One of my biggest frustrations with machine learning (I guess more specifically deep learning) has been the absolutely abysmal quality of reviews that has come out over the past few years. A very common trope is the rejection of a paper because it fails to ‘beat SOTA’ (state-of-the-art), amongst many other critiques (‘lacks novelty’, ‘too theoretical’, etc.). I want to specifically vent about the obsession of SOTA and why I think it is not only stupid, but incentivises bad research.

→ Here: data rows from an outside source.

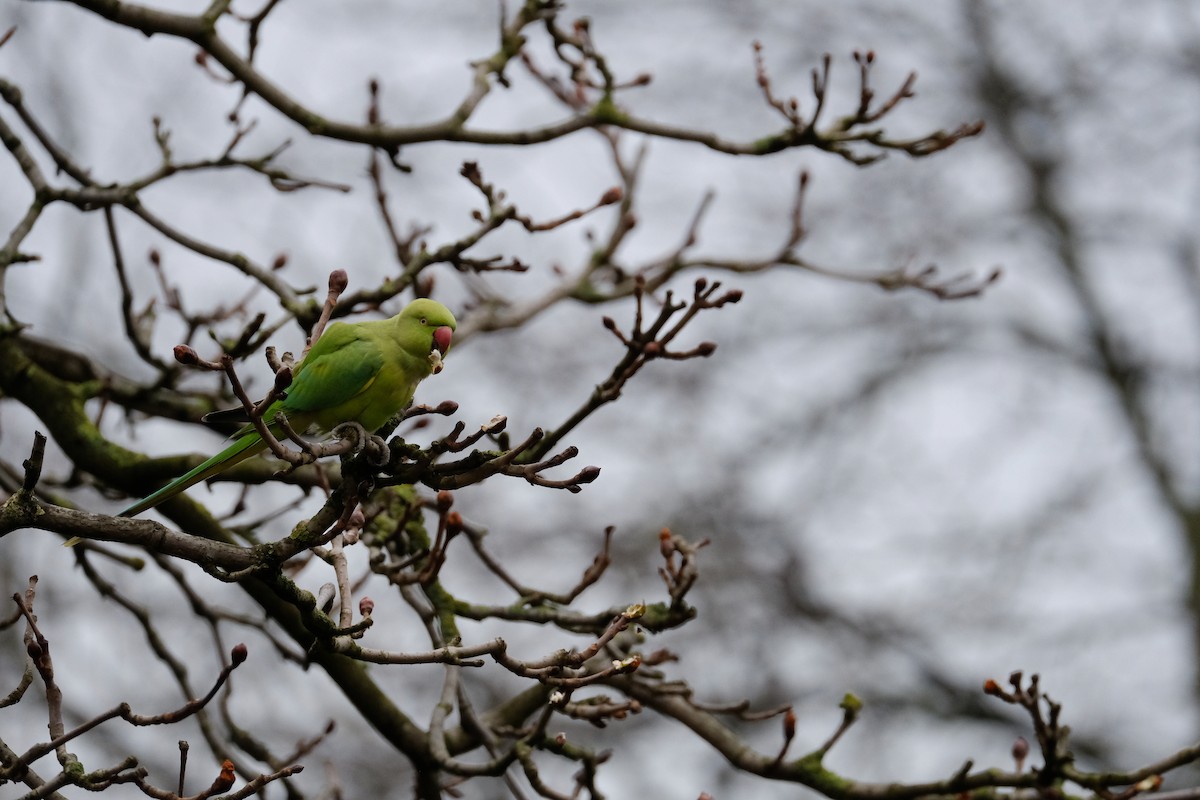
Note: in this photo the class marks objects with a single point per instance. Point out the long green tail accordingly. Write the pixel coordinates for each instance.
(239, 451)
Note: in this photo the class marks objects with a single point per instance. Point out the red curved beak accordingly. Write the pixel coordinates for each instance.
(442, 338)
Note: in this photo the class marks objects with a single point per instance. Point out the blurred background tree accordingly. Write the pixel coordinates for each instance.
(904, 495)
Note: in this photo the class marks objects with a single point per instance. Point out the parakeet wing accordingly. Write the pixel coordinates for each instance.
(343, 362)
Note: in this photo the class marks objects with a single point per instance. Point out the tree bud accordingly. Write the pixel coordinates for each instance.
(337, 281)
(186, 355)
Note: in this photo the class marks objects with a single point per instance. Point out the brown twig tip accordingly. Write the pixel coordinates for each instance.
(282, 379)
(225, 780)
(186, 355)
(1020, 751)
(665, 543)
(337, 281)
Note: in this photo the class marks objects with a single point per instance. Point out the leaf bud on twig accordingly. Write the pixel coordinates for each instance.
(282, 379)
(337, 281)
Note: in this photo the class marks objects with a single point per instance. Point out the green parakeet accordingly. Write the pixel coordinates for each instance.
(355, 372)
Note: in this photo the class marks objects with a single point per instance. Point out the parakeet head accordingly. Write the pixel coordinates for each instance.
(433, 328)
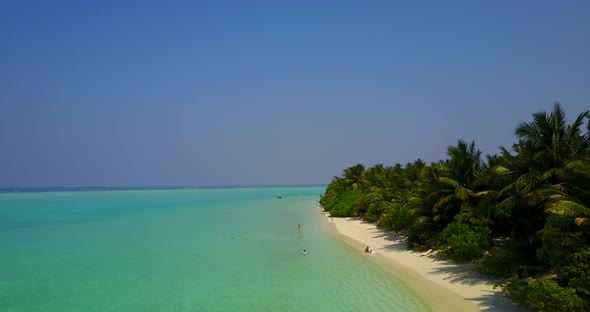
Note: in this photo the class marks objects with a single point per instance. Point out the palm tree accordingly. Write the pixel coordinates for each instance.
(354, 176)
(551, 142)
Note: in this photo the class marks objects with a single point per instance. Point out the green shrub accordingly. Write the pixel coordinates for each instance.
(464, 242)
(396, 218)
(543, 294)
(423, 235)
(499, 262)
(328, 202)
(346, 203)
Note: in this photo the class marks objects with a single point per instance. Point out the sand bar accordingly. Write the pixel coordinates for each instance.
(475, 290)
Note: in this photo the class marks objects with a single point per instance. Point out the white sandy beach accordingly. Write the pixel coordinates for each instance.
(475, 291)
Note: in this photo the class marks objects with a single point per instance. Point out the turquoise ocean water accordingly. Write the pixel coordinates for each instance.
(157, 250)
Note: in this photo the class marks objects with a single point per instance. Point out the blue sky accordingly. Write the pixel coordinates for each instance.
(124, 93)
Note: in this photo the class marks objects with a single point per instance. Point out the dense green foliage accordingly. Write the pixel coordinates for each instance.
(522, 214)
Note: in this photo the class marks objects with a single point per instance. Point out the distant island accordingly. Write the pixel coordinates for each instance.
(521, 214)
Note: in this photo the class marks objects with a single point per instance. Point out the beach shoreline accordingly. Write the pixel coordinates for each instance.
(451, 286)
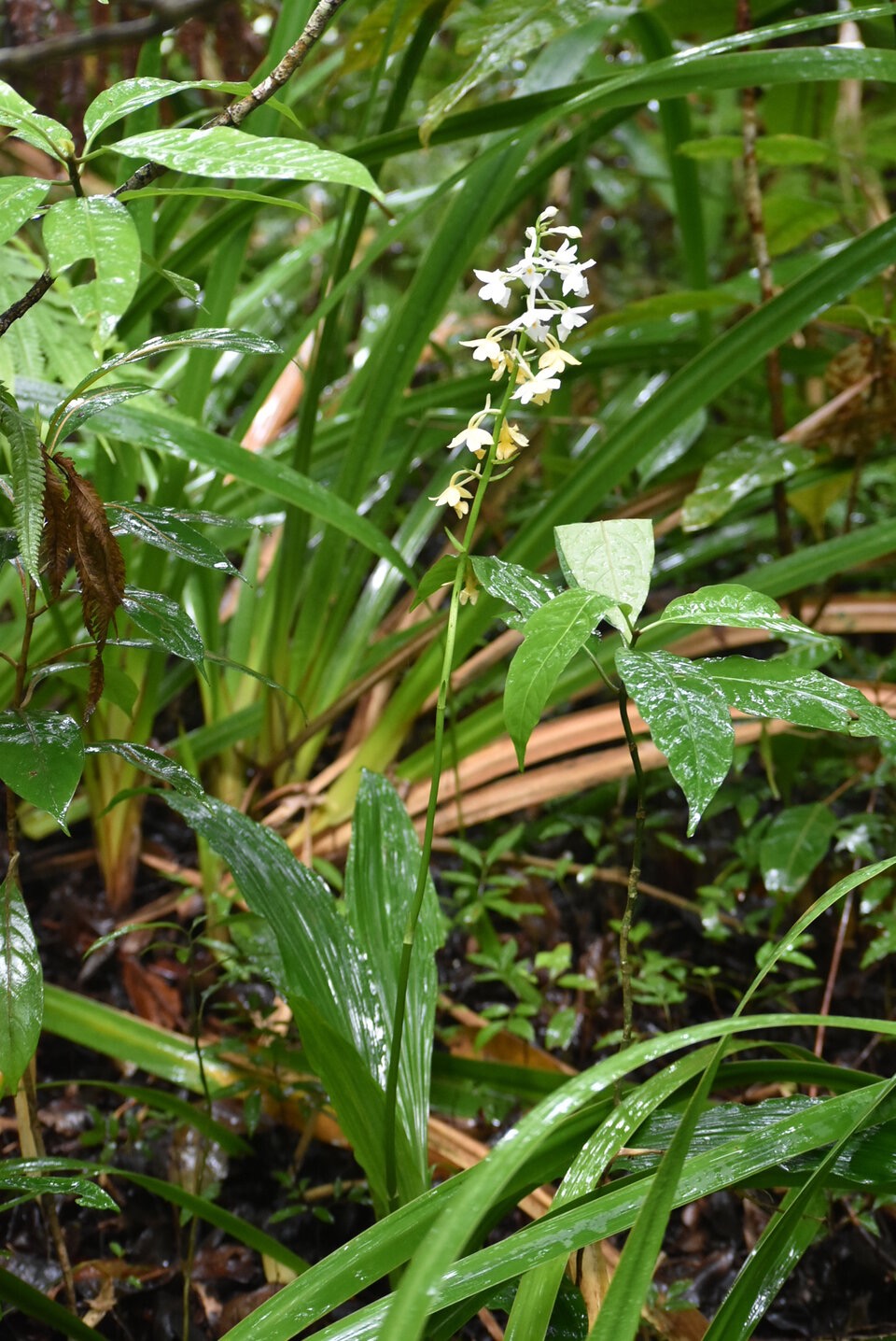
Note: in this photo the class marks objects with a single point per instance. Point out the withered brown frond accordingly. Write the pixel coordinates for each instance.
(76, 525)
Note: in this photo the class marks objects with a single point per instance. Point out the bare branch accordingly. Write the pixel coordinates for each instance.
(231, 116)
(166, 14)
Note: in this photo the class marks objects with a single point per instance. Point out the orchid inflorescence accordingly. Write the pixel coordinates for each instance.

To start off, I want to get off my chest that I don’t have a problem with SOTA-chasing per se as a research contribution. If you come from an engineering mindset where you want to maximise the performance of some model on a real-world setting then sure, you would place lots of emphasis on obtaining state-of-the-art performance. We want to have the best performing algorithms deployed in the real world, else self-driving cars might drive off of cliffs and kill their owners. Obviously, there are many other research contributions one could pursue: optimising for other useful metrics (e.g. memory footprint, inference speed), comparing algorithms, performing ablations, testing hypotheses, new perspectives, and so forth. My main issue lies with reviewers (and authors) placing exhorbitant emphasis on “SOTA”. There are two main reasons why I have absolute disdain for ths:

In my experience reading papers in machine learning, many authors appear to lack a basic understanding for how to properly evaluate a machine learning model – or, maybe they do but want to appease silly reviewers who don’t know how to do it. After all, the ultimate unit of currency in academia is the (published) paper and this often incentivises sloppiness. Here are all of the things I have seen people do (or not do) when it comes to papers proposing SOTA contributions:

Both authors and reviewers are often ignorant of the above points, though my criticism lies more with reviewers because they are meant to be the gatekeepers of the literature (and I mean gatekeeping in a good way, not the malevolent elitist way). When reviewers are ignorant of it and are obsessed with SOTA, they end up accepting papers that claim SOTA but whose claims are barely supported statistically. This just adds noise to the literature and makes life harder for the honest researcher who is actually trying to beat SOTA in a a principled manner. Maybe that honest researcher finds that at the end of the day none of the algorithms compared really do any better than the other, but reviewers won’t care about their paper because ~novelty and SOTA wins above everything else~. On the other hand, reviewers can also end up rejecting papers on the basis of not beating SOTA because they value it disproportionally at the expense of all of the other interesting contributions and results that the paper may have proposed (see bullet point (e)).

Extra rambles

Furthermore, on the topic of measurements of uncerainty: what is the uncertainty being computed over (when confounding variables are controlled)? Computing uncertainty (variance) over random initialisation seeds is completely different to say, random subsampling or cross-validation over your training set. In the former case, one is measuring the behaviour of the algorithm when subjected to random initialisations: if algorithm A gets 85% +/- 5% accuracy and algorithm B gets 92% +/- 10% accuracy, then this would indicate that B is less stable and would probably need more repeated training runs so that we can select the model which performs best on the validation set. If we are randomly subsampling our data, then we are essentially measuring the stability of the algorithm with respect to what might happen if one were to collect the data in practice. For instance, if we performed cross-validation and algorithm A obtained 85% +/- 20% and algorithm B obtained 85% +/- 5%, then implementing and running algorithm A on our own dataset is a whole lot riskier since it may only give us an accuracy of 60% simply by chance (i.e. one standard deviation below the mean). I am bringing this specific example up because as an author, you may propose an algorithm which performs better with respect to dataset uncertainty than seed uncertainty, but in today’s day and age I don’t even think enough reviewers are nuanced enough (or simply care) to take this into account.

Conclusion

That is all for now.